我想这样做:
#Let m be the initial message
c = rsa.encrypt(m)
new_m = rsa.decrypt( Enc(2m))
现在是Enc(2m) = 2^e *c mod n,所以知道c的用户也可以有Enc(2m)。我的python代码是这样的:
import rsa
(pub_key, priv_key) = rsa.newkeys(256)
message = 'Journalists belong'
b_message = b'Journalist belong' #m should be in bytes
c = rsa.encrypt(b_message, pub_key) #this is a byte number
n = pub_key.n
c = int.from_bytes(c, byteorder ='big') #turn bytes into int
c = (pow(2, pub_key.e, n) * (c%n)) %n #compute Enc(2m)
c = c.to_bytes(length = 256, byteorder = 'big') #turn c back to bytes
new_m = rsa.decrypt(c, priv_key)
你忘了填充。rsa.encrypt(m)doesnot只计算pow(m, e, n),而不计算pow(pkcs1_padding(m), e, n),内部的pkcs1_padding函数不是乘法。
考虑稍微改变一下程序,打印出明文发生了什么:
import rsa
(pub_key, priv_key) = rsa.newkeys(256)
message = 'Journalists belong'
b_message = b'Journalist belong' # m should be in bytes
c = rsa.encrypt(b_message, pub_key) # this is a byte number
n = pub_key.n
c = int.from_bytes(c, byteorder='big') # turn bytes into int
# now decrypt 'manually' to see the padding
plain_int = pow(c, priv_key.d, n)
print(plain_int.to_bytes(256 // 8, 'big').hex(' '))
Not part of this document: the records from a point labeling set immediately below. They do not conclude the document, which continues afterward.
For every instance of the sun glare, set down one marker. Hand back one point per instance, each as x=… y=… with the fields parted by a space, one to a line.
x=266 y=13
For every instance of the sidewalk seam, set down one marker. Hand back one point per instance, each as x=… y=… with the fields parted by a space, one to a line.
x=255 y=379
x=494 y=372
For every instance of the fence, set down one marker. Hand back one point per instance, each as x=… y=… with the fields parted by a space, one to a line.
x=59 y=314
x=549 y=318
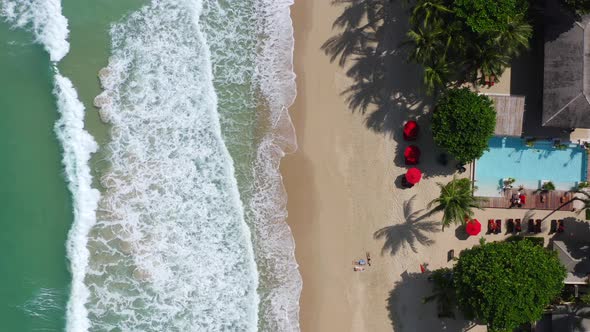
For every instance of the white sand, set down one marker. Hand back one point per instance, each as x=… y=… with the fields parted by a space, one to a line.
x=341 y=191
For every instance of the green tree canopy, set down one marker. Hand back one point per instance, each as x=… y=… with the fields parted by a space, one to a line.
x=463 y=122
x=460 y=41
x=506 y=284
x=580 y=7
x=484 y=16
x=456 y=202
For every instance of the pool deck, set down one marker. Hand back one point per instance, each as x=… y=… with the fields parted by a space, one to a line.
x=552 y=201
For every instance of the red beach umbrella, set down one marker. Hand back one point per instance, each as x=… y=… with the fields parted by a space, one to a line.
x=412 y=155
x=411 y=130
x=413 y=175
x=473 y=227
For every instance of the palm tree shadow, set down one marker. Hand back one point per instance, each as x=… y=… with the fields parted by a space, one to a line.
x=383 y=81
x=409 y=233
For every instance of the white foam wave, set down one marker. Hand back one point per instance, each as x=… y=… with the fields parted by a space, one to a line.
x=78 y=146
x=252 y=51
x=171 y=250
x=50 y=28
x=44 y=18
x=276 y=80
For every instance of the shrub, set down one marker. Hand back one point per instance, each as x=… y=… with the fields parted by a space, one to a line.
x=580 y=7
x=485 y=16
x=462 y=123
x=506 y=284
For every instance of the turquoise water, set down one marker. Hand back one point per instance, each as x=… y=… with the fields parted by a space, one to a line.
x=511 y=157
x=188 y=232
x=35 y=211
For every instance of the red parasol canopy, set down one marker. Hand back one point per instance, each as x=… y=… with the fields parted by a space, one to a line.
x=411 y=130
x=412 y=155
x=473 y=227
x=413 y=175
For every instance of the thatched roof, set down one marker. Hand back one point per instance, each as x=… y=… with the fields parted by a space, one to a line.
x=509 y=114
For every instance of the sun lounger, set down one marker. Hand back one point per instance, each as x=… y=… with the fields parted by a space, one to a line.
x=538 y=226
x=553 y=227
x=517 y=226
x=560 y=226
x=510 y=226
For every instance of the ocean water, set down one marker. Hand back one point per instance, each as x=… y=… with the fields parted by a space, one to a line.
x=35 y=212
x=188 y=231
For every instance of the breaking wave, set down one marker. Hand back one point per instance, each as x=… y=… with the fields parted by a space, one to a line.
x=171 y=250
x=50 y=29
x=44 y=19
x=252 y=54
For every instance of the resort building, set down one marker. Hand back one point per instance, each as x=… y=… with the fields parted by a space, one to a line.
x=543 y=117
x=566 y=79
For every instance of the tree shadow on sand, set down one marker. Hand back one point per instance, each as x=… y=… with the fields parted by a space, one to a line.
x=385 y=87
x=409 y=233
x=383 y=81
x=407 y=311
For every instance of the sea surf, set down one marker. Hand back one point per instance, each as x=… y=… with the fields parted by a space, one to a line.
x=189 y=232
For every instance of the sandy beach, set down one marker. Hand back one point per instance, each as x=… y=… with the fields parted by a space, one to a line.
x=343 y=190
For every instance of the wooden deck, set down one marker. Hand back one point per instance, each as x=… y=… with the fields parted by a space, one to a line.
x=552 y=200
x=509 y=114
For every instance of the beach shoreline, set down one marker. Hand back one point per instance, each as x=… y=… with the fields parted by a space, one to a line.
x=344 y=200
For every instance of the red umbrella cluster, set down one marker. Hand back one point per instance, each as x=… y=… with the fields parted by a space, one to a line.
x=411 y=155
x=473 y=227
x=411 y=130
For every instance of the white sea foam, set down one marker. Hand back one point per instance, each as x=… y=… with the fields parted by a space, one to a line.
x=44 y=19
x=78 y=146
x=50 y=28
x=276 y=247
x=252 y=51
x=171 y=250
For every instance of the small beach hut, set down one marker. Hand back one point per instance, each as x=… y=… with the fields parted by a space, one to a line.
x=413 y=175
x=473 y=227
x=412 y=155
x=411 y=130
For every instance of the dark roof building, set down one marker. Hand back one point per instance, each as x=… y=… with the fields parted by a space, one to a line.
x=566 y=81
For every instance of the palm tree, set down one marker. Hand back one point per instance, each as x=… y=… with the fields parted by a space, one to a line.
x=427 y=11
x=515 y=38
x=456 y=201
x=427 y=44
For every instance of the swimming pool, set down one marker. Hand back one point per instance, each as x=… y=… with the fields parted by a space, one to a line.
x=511 y=157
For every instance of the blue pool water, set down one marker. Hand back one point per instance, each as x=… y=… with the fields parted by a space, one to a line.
x=510 y=157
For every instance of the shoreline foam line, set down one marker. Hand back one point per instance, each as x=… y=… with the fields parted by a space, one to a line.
x=42 y=17
x=170 y=232
x=276 y=78
x=78 y=146
x=50 y=28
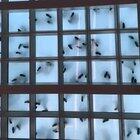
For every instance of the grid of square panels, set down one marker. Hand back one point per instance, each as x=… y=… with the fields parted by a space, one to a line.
x=31 y=53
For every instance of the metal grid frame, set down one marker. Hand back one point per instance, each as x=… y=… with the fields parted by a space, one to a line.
x=89 y=88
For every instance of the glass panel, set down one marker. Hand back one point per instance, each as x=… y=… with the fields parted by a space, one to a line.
x=130 y=71
x=73 y=19
x=105 y=103
x=46 y=71
x=47 y=128
x=102 y=17
x=18 y=102
x=46 y=102
x=129 y=44
x=132 y=129
x=104 y=72
x=103 y=45
x=103 y=129
x=18 y=73
x=126 y=20
x=76 y=128
x=75 y=102
x=131 y=103
x=75 y=72
x=46 y=20
x=22 y=24
x=19 y=46
x=18 y=127
x=46 y=46
x=74 y=45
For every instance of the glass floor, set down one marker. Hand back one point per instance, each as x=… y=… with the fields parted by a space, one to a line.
x=48 y=56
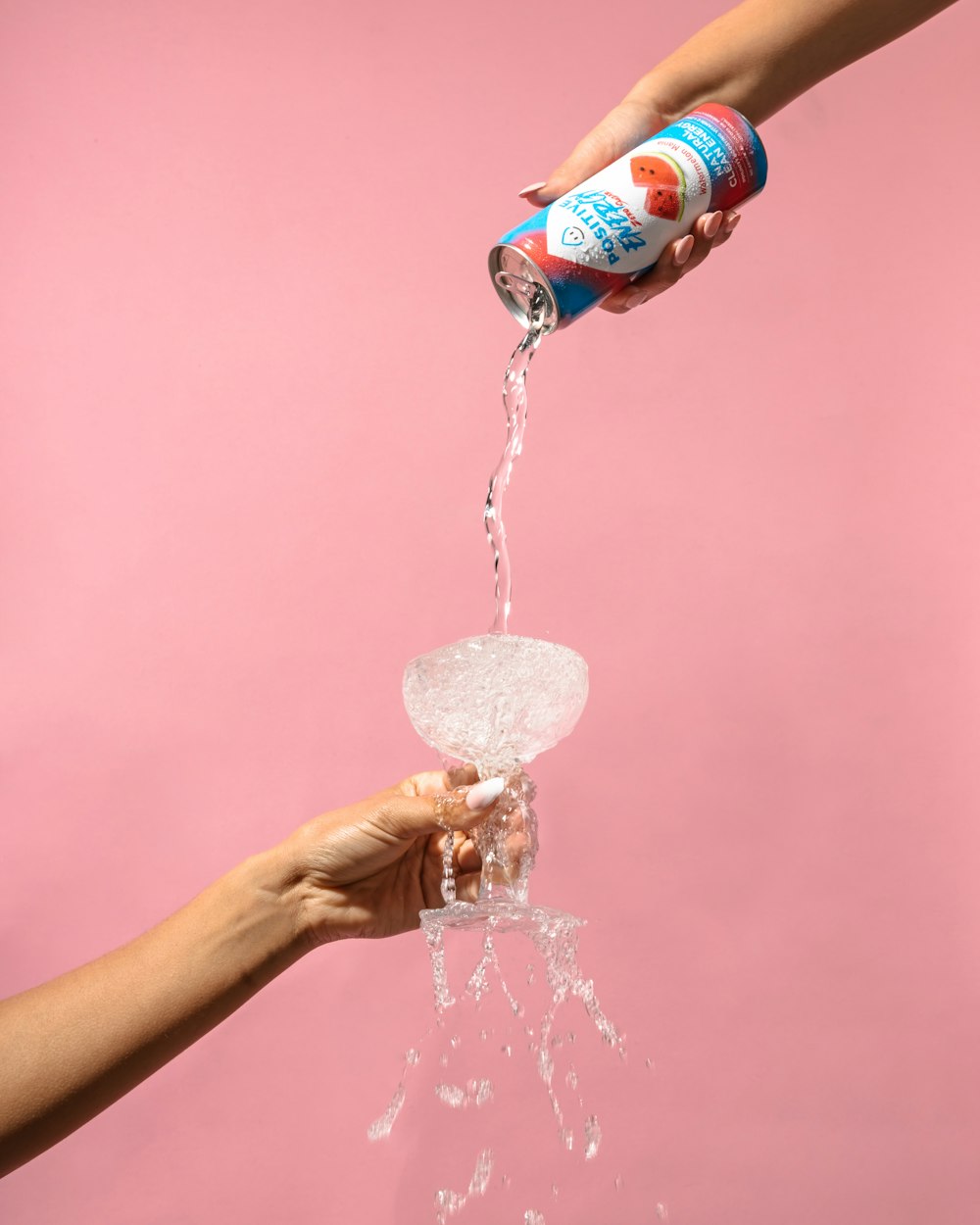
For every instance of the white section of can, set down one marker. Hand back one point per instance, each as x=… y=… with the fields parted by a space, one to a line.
x=606 y=221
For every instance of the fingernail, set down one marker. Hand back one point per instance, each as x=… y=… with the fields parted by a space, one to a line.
x=684 y=250
x=713 y=224
x=481 y=795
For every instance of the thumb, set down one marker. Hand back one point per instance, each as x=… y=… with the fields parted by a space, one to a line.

c = (pow(2, pub_key.e, n) * (c % n)) % n # compute Enc(2m)
plain_int2 = pow(c, priv_key.d, n)
print(plain_int2.to_bytes(256 // 8, 'big').hex(' '))
十六进制输出
00 02 cb de 6a 67 41 f6 f4 6f 3e 67 a2 95 00 4a 6f 75 72 6e 61 6c 69 73 74 20 62 65 6c 6f 6e 67
00 05 97 bc d4 ce 83 ed e8 de 7c cf 45 2a 00 94 de ea e4 dc c2 d8 d2 e6 e8 40 c4 ca d8 de dc ce
第一个具有正确的pkcs-1填充,并且rsa.decrypt()在其上运行将成功而没有错误,而第二个具有05字节,rsa.decrypt()将期望看到02字节。